Espírito Santo exporta US$ 3,7 bi no 3° tri de 2019, apesar de redução da demanda mundial

O crescimento econômico mundial para 2019 foi estimado em 3,0%, o nível mais baixo desde 2008/2009, segundo o FMI. O acirramento das disputas comerciais entre os países eleva a incerteza com relação ao desempenho da economia global e prejudica as decisões de investimentos, o que vem impactando diretamente na produção manufatureira. 

A estimativa para o volume de comércio mundial, considerando as exportações e as importações, em 2019 foi reduzida para 1,2%, no relatório de outubro da OMC, o novo valor é muito inferior à última estimativa divulgada em abril que era de 2,6%. 

Para o Espírito Santo, o impacto da desaceleração da economia mundial em 2019 pelo lado das exportações foi notado até o segundo trimestre, quando a variação foi de -11,7% em relação ao mesmo período de 2018. No período de julho a setembro de 2019 as exportações tiveram um salto de 44,0% em relação ao mesmo período do ano anterior. 

Apesar da impressão de que as exportações capixabas retomaram o crescimento no terceiro trimestre de 2019, o aumento foi causado por um fato único que foi a venda de uma plataforma de petróleo.

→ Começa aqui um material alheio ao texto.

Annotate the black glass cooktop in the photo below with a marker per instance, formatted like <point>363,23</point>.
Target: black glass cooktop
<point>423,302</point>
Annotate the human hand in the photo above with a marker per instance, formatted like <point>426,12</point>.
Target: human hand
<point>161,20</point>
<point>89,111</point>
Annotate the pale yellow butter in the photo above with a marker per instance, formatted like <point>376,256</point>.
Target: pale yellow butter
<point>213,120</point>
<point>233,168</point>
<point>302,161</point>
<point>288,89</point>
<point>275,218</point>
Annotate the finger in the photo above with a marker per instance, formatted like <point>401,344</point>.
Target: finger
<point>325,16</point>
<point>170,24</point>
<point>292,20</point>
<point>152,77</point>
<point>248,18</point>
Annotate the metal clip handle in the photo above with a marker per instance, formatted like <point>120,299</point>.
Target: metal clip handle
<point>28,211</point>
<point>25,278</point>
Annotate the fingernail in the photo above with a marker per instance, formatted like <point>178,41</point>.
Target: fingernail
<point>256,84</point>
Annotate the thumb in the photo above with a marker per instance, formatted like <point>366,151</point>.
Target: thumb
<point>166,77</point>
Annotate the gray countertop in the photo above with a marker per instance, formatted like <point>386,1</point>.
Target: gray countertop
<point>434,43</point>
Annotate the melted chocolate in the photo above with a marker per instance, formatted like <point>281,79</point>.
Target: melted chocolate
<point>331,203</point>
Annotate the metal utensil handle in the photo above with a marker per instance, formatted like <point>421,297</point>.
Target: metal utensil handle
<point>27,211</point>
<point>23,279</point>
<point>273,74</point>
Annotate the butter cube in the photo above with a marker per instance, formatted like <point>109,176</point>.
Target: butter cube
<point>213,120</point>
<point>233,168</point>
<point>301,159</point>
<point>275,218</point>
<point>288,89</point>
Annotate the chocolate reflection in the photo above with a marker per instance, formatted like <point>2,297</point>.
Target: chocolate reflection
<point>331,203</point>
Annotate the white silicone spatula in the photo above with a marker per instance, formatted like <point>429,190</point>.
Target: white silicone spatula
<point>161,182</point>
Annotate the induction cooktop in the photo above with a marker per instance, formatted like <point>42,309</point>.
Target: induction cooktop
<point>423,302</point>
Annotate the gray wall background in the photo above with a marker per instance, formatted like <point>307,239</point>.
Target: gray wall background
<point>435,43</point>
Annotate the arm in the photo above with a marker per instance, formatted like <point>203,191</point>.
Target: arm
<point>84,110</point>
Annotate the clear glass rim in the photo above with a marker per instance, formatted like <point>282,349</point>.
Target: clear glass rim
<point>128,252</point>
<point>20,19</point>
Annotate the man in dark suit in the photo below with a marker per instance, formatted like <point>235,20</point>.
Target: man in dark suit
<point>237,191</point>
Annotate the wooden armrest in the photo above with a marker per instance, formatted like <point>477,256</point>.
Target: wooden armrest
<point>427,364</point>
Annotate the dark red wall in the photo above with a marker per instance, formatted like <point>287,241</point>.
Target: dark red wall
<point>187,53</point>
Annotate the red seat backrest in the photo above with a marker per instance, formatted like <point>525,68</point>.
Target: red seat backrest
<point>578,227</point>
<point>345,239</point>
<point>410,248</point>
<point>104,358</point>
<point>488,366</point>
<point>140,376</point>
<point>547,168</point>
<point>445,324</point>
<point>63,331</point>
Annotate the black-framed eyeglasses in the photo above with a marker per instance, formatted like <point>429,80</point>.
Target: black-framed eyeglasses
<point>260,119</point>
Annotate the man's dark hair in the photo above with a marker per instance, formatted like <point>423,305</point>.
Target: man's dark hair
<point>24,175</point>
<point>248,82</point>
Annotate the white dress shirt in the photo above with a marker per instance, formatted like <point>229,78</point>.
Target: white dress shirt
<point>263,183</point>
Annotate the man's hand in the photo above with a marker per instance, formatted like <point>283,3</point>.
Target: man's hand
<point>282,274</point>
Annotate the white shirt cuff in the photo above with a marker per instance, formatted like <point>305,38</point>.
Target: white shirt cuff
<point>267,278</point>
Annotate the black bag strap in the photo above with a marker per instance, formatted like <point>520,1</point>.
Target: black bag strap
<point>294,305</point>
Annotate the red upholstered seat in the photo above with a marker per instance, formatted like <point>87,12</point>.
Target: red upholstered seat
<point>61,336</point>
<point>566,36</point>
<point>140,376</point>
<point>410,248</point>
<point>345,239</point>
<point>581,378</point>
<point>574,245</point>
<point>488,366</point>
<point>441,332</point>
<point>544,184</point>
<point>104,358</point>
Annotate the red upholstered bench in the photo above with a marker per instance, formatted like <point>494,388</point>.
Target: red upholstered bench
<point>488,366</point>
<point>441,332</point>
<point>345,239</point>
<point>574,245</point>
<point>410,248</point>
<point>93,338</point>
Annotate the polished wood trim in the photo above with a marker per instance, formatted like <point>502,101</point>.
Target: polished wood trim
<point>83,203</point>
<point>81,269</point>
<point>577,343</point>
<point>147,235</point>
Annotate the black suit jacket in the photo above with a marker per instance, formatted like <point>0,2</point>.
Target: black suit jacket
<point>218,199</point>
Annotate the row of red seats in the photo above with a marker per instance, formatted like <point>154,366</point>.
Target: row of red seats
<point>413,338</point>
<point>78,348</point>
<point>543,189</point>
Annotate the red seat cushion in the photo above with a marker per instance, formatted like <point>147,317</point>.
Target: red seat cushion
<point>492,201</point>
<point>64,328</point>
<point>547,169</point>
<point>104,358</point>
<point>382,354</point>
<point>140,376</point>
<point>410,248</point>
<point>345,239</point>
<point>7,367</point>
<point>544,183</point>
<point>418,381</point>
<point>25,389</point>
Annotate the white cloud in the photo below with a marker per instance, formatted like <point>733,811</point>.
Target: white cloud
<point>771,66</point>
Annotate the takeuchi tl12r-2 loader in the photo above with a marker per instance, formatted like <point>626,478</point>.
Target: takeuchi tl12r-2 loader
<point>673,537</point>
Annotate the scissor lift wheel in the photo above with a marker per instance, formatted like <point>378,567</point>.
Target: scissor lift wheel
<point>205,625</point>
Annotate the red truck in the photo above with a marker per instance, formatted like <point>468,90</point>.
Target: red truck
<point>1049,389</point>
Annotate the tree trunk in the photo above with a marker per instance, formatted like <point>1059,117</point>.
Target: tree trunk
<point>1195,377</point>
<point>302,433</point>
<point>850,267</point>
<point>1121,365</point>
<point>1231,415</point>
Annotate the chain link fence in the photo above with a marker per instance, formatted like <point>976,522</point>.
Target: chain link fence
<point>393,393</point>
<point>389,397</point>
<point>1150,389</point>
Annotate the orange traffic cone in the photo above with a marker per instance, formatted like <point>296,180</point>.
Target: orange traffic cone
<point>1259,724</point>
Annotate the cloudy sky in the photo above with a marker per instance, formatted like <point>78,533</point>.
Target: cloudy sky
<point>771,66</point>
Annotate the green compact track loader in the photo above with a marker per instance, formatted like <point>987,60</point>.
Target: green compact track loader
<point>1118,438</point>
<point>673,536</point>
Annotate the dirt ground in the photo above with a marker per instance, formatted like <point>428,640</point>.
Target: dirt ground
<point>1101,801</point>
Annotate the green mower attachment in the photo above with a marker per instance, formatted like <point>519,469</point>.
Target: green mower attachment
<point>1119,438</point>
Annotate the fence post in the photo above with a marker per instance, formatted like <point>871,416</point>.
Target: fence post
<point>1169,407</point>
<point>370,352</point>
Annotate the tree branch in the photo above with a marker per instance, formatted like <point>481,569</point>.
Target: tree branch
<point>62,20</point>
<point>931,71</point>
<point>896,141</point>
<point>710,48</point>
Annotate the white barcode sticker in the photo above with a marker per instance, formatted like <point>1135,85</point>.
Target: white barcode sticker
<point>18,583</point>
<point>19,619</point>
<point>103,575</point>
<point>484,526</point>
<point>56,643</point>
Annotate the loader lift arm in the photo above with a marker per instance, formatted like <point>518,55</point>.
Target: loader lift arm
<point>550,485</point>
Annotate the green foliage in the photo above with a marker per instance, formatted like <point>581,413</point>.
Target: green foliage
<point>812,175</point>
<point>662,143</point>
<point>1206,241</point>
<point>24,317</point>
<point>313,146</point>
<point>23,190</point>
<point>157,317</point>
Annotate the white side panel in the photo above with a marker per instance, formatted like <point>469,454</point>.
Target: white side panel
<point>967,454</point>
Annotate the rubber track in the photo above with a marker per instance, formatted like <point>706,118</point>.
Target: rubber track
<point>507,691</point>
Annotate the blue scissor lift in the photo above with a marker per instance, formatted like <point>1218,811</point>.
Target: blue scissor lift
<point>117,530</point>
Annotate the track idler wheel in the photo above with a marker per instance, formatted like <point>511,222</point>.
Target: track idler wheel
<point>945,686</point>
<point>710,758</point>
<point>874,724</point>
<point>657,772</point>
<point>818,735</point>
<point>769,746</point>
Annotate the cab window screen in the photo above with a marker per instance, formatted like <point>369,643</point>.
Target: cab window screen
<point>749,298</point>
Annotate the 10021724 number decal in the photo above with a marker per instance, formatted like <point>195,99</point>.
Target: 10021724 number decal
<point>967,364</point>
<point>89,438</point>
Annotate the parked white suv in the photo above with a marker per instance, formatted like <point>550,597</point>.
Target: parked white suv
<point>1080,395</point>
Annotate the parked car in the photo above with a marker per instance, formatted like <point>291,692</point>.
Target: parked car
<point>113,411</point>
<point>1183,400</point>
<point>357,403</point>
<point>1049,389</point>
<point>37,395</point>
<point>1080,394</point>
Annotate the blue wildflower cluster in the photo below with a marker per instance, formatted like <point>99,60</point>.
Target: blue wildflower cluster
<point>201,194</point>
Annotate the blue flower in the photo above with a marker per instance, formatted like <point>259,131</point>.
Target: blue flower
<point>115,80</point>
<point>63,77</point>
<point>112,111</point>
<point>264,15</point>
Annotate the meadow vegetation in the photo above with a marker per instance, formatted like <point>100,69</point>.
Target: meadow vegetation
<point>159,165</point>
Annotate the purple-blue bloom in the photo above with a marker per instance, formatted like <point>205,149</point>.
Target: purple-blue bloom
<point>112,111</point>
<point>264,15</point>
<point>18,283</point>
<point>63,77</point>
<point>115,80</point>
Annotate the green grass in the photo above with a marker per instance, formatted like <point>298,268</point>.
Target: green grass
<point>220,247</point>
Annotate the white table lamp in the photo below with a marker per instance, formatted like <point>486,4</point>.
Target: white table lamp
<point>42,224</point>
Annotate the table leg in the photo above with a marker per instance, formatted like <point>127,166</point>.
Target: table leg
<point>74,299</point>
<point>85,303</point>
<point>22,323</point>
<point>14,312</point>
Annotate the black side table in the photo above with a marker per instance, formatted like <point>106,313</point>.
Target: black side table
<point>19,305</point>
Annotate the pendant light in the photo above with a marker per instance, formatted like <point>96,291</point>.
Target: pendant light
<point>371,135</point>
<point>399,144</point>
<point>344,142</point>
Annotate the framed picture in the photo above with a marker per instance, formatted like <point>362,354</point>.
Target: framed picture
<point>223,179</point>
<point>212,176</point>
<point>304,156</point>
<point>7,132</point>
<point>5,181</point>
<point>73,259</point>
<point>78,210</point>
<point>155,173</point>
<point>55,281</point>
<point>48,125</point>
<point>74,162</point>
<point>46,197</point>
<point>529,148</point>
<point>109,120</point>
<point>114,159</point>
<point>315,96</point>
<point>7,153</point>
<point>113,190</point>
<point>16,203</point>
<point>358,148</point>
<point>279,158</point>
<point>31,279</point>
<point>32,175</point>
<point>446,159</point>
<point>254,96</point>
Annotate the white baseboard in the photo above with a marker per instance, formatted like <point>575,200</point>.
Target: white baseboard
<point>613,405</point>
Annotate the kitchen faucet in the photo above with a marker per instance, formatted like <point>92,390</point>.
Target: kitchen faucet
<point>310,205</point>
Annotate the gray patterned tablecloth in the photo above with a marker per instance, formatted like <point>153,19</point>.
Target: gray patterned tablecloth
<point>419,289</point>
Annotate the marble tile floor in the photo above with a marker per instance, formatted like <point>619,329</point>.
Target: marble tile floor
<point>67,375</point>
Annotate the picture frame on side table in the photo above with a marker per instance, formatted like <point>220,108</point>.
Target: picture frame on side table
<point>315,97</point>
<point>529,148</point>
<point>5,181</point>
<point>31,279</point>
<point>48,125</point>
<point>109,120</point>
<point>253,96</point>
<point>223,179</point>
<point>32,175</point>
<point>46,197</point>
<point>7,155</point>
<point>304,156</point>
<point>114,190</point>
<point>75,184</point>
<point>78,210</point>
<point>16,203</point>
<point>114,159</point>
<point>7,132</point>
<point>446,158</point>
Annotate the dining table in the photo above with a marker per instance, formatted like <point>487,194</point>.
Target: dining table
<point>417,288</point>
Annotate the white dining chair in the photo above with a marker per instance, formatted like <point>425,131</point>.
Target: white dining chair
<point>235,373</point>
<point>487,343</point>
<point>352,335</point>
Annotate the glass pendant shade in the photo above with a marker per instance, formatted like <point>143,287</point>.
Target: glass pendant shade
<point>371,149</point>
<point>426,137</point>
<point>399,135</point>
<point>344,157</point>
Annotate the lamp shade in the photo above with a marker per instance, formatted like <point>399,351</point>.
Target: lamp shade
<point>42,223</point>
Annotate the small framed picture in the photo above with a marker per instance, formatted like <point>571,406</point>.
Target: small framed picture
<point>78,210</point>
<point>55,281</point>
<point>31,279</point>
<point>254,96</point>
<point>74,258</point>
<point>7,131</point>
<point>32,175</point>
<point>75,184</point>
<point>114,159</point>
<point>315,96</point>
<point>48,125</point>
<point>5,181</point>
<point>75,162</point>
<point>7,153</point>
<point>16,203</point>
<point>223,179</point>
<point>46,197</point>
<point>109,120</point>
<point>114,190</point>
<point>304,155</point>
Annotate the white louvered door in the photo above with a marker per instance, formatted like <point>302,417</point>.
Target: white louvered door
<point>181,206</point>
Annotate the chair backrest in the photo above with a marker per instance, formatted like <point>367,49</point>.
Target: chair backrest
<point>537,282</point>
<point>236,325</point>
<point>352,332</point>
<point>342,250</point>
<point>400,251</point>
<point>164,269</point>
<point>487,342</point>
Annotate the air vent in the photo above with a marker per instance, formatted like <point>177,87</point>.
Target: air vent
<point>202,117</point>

Assim, ele não reflete a recuperação do crescimento das exportações do Espírito Santo que ainda está sujeito à melhora da demanda mundial. 

O valor das exportações do Espírito Santo acumulado de janeiro a setembro de 2019 foi de US$ 7,0 bilhões, alcançando o maior nível para o período desde 2015. A diferença acumulada em 2019 em relação ao valor exportado pelo estado para o mesmo período em 2018 é de US$902,5 milhões. O crescimento acumulado do valor das importações de janeiro a setembro de 2019 também foi muito significativo, o que impactou negativamente no saldo da balança comercial capixaba que teve incremento de US$157,2 milhões em relação ao ano anterior.

PRINCIPAIS PRODUTOS EXPORTADOS DE JANEIRO A SETEMBRO

 • O principal produto exportado pelo Espírito Santo, o minério de ferro, acumulou queda de 18,6% nas exportações entre janeiro e setembro de 2019, com redução do volume total exportado maior do que 5,5 toneladas em relação ao ano passado. Neste ano, o estado registrou vendas menores de minério de ferro para todos os seus principais blocos de destino na comparação com o valor acumulado até o terceiro trimestre de 2018. 

 • O segundo produto de maior valor exportado pelo Espírito Santo este ano foi a plataforma de petróleo, cujo valor unitário foi equivalente a 21,2% do total das exportações do estado acumulado no ano. A venda da plataforma de petróleo representou um aumento em torno de US$ 1,5 bilhões para a balança comercial do estado e foi muito significativo para um crescimento do valor total das exportações da indústria de transformação, sem o qual não teria percebido variação positiva em relação ao mesmo período do ano passado.

A trajetória do comércio exterior do Espírito Santo até setembro de 2019 assumiu a direção de crescimento do valor exportado e importado, ou seja, de uma corrente de comércio maior do que no ano anterior. Mas, as bases para fechar o ano com um resultado maior ainda são frágeis, dado que o valor das exportações foi elevado pela venda de uma plataforma, o que compensou temporariamente pela situação de queda significativa nas vendas de produtos muito relevantes para a pauta do Espírito Santo, como os minérios de ferro, as pastas químicas de madeira e os produtos semimanufacturados de ferro ou aço. Além disso, as importações apresentaram uma forte tendência de crescimento no ano, o que pode vir a gerar uma deterioração do saldo comercial, caso as exportações não cresçam na mesma medida nos próximos meses.

Com a expectativa de desaceleração do crescimento da economia mundial e a pressão sobre o volume de comércio mundial em 2019, o final deste ano ainda é de muita incerteza para os exportadores.